Si observamos el Jebel Muza desde el barrio del Príncipe, nos encontramos con que su silueta recorta el cielo como si se tratase del perfil de una mujer tumbada, dormida o, mejor dicho, muerta. Siendo así como también se conoce a esta montaña, como La Mujer Muerta. No hay que olvidar que en el Estrecho, la vida y la muerte se cruzan de manera impúdica y con una pegajosa malicia. La banda sonora que pone textura musical al drama la pone el levante, viento quemador y que por estas latitudes recibe el nombre de «cherqui». Cuando el cherqui se descose es presagio de malos augurios, silbando una canción de muerte a su paso por el Tarajal. Las higueras cimbrean su tronco y los perros enloquecen y las nubes se aglutinan en la cordillera del Rif.
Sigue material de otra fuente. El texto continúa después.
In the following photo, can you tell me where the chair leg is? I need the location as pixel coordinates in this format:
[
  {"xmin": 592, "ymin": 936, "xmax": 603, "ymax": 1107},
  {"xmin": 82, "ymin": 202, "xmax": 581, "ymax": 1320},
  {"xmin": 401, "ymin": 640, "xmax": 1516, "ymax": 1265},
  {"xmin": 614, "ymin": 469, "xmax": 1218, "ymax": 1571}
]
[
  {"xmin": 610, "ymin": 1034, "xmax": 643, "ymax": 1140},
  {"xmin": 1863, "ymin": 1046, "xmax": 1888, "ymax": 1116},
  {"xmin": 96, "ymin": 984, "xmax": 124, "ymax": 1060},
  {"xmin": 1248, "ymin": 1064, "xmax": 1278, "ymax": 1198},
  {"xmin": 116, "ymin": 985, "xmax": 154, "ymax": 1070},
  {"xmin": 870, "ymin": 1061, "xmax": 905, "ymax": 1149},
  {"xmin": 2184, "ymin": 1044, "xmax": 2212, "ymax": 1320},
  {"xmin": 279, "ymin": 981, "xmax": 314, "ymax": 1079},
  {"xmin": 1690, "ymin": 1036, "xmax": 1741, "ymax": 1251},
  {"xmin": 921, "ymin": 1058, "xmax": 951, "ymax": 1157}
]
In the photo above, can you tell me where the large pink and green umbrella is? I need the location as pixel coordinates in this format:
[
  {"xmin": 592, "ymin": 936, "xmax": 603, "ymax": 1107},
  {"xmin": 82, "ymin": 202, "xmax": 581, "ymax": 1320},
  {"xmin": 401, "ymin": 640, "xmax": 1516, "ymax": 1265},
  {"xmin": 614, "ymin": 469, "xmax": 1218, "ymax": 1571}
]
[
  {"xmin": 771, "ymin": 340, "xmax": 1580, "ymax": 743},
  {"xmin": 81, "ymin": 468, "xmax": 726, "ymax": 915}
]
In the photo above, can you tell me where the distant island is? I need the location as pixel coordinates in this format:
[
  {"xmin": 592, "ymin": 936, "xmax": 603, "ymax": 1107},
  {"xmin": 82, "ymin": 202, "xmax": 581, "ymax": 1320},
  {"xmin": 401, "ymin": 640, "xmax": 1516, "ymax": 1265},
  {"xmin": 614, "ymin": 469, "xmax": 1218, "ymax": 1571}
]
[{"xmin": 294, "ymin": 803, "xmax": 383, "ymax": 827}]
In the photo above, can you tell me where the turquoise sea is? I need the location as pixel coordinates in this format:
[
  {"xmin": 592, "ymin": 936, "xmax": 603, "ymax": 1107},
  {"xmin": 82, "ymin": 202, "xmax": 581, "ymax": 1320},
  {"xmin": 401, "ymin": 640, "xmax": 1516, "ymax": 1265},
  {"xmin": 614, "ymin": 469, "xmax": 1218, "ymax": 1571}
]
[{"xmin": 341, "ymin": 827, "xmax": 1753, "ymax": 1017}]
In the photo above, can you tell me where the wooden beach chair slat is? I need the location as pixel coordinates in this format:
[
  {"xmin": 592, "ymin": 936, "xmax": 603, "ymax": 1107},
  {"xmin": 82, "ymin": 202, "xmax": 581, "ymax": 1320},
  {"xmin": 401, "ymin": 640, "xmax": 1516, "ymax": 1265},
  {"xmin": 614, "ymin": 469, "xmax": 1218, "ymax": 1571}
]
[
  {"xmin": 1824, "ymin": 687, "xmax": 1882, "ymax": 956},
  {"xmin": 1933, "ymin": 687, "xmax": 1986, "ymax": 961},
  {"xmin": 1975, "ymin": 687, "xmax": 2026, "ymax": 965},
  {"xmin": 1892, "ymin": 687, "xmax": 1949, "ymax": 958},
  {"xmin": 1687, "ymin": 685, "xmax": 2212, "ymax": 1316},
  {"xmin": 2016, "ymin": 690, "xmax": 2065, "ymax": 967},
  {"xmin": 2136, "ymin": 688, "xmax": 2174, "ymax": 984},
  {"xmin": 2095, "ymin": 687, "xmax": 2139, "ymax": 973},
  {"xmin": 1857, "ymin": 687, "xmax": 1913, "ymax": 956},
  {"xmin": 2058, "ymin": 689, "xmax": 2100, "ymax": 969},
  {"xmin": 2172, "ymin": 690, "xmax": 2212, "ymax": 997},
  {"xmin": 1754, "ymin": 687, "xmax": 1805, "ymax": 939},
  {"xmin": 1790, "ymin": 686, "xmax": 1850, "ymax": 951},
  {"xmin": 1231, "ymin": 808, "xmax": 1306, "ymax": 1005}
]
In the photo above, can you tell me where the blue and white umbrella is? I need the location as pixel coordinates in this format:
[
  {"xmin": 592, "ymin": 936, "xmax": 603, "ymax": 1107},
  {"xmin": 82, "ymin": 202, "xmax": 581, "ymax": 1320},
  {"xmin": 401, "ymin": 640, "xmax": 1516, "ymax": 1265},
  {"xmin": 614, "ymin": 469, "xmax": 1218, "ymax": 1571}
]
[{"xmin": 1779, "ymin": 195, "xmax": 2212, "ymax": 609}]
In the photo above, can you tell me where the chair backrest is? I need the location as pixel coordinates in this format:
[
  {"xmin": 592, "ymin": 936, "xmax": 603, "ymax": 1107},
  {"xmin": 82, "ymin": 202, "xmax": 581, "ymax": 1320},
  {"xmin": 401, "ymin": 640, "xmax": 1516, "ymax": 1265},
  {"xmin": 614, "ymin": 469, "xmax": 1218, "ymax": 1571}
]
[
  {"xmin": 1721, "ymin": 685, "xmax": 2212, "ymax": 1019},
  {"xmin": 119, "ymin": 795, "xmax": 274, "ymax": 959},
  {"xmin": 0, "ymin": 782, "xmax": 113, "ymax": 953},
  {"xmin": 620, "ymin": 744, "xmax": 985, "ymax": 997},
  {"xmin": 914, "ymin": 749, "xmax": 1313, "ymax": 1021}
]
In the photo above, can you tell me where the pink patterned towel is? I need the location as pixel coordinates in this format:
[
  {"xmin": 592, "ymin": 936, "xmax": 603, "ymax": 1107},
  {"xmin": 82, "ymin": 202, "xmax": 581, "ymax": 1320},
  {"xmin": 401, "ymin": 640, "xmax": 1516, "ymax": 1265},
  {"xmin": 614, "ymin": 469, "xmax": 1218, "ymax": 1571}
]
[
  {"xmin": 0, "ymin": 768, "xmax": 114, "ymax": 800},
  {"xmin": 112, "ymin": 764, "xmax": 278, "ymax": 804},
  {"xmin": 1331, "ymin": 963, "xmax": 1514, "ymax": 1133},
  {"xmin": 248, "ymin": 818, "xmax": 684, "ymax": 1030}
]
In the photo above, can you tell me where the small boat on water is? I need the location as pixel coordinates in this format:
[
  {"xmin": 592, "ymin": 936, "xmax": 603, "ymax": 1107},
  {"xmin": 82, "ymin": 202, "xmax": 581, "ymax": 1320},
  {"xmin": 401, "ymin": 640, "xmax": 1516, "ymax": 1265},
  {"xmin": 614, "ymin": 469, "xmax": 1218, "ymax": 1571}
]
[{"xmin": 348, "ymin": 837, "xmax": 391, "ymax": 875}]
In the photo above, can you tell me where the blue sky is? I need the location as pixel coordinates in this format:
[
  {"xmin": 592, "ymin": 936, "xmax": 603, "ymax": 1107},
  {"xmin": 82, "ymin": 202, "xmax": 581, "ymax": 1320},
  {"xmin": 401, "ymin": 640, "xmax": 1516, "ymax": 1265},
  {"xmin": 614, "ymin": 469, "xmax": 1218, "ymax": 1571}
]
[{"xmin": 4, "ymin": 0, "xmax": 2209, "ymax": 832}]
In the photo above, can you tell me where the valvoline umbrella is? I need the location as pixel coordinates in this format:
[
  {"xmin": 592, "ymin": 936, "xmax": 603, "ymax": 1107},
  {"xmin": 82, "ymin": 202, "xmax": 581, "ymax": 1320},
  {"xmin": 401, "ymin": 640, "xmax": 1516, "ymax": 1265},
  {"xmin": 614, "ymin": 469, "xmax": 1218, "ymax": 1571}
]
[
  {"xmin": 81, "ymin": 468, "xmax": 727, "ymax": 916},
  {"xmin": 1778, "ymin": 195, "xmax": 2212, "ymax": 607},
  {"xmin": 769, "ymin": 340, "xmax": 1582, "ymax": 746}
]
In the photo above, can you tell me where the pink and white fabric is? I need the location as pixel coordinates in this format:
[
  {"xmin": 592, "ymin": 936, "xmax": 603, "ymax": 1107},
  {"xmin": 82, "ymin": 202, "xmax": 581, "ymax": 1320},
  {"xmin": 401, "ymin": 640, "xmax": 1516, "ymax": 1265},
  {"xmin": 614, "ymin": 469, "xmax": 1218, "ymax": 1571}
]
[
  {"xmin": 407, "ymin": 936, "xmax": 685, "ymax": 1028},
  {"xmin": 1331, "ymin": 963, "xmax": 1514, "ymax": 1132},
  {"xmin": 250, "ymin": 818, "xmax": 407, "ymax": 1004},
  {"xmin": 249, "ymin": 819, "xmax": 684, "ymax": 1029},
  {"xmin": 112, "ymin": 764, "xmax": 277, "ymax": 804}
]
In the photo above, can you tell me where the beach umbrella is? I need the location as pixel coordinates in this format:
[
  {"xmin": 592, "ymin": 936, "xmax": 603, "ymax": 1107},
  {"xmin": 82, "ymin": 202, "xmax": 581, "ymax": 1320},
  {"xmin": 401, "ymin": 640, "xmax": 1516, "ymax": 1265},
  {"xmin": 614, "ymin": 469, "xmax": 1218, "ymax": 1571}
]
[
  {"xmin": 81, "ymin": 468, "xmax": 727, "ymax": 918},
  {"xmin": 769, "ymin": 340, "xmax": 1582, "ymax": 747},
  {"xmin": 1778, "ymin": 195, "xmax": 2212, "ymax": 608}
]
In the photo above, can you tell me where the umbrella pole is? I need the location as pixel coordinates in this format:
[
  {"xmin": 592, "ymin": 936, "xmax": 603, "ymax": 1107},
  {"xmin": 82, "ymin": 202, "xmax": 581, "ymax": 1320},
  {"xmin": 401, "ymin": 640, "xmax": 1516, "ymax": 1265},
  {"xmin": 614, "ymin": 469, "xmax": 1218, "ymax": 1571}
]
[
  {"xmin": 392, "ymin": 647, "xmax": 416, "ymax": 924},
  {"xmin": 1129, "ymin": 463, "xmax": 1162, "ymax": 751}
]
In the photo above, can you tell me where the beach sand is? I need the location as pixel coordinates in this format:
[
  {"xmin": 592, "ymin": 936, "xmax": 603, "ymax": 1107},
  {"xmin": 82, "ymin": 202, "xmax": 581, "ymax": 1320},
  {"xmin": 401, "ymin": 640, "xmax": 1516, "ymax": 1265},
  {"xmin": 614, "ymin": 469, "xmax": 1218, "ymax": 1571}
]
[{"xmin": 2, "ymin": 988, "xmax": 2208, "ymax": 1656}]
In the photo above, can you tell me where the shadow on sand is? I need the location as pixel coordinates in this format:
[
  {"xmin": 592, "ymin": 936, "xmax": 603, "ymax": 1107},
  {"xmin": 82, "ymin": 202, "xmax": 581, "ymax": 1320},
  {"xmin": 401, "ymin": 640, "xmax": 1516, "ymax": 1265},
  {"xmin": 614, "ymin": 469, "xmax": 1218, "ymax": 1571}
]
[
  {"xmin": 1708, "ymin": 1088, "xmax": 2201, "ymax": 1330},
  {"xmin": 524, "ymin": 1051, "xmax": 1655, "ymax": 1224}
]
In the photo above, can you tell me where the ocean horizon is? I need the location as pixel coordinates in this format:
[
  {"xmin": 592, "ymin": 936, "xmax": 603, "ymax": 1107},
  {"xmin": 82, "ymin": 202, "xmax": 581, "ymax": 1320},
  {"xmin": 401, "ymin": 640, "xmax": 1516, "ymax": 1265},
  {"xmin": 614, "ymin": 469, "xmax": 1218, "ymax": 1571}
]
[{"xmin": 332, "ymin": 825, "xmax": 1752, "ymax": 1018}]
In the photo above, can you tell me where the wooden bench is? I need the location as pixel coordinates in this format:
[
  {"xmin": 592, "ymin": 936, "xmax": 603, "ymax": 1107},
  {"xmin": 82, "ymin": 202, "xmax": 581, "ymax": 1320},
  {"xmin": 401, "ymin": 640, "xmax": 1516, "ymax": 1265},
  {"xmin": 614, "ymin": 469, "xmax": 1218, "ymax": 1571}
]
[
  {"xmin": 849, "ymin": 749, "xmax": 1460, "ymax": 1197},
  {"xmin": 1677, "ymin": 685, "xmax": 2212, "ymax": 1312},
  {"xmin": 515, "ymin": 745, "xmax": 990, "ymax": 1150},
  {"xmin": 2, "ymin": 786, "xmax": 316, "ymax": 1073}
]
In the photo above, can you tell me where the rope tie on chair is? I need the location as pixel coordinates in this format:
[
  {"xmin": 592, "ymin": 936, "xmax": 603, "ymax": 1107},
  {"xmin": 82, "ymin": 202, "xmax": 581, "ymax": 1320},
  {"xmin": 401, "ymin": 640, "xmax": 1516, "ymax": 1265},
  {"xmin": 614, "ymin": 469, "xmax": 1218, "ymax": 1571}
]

El Jebel Muza es la punta más occidental de esta cadena montañosa habitada por cabras saltarinas que miran al hombre con una punzante tristeza y que desprenden guijarros en su loco correteo por las laderas. Son víctimas de ese dios que se conoce como Pan y que provoca violentas estampidas en los rebaños. El mismo dios que un día llamase con su flauta a Paul Bowles y a generaciones de jóvenes escritores que buscaban a su Hylas particular, como Brion Gysin o William Burroughs. La música de las flautas y de los tambores de la tierra que, con todo su hechizo dionisiaco, tiene el mismo acero que el grito desollado de una seguiriya cantada con la voz al límite.